(no subject)

Dec 09, 2004 23:03

Well that was shallow.
But then again the lyrics are right; no one cares about the inside so why bother putting out anything but the icing, right kids?
Stop trying to portray a feeling of indifference towards not so petty lifestyles, kid. You know how you really feel about it all, how the stomach sinks and all you can think about is hopeless fairy tale endings that don’t really exist, but even so you cling to them like a newborn baby clings to its mother.

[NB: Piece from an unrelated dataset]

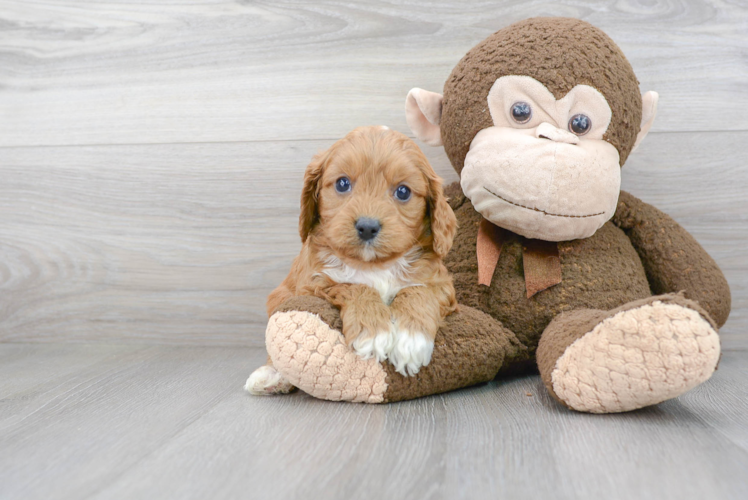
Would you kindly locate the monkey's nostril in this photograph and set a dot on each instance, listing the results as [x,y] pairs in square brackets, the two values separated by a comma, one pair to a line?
[367,228]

I wasn’t trying to portray anything of the sort. I just…it’s easier to throw on the ballroom mask and pretend to be something else. Just for a little while, I know I’d have to put down the mask before going under the covers and then I’d be paralyzed, incapable of acting out what many, I’m sure, do frequently. It’s not that though, that’s not what we’re talking about at all.
‘Bout time you came to that conclusion. Poking and prodding was always my game, but it gets boring after a while.
It’s finalized, I’m closing the book now, the last letter of the last word for the last sentence that was dedicated to a dead end potential for that.
He was never a potential in the first place, you just forced yourself to believe that he was. You lied to yourself every night, dreaming of romantic fallacies that would greet you in the middle of the night during your wanderings. You were a fool.
Aye, I dreamt and I fooled, and now I’m accepting the latter. Is that so bad?
No…not so bad at all, kid, not so bad at all.
Now, I just have to move on…but should I forget?
Move on, most definitely. Forget? That one’s up to you.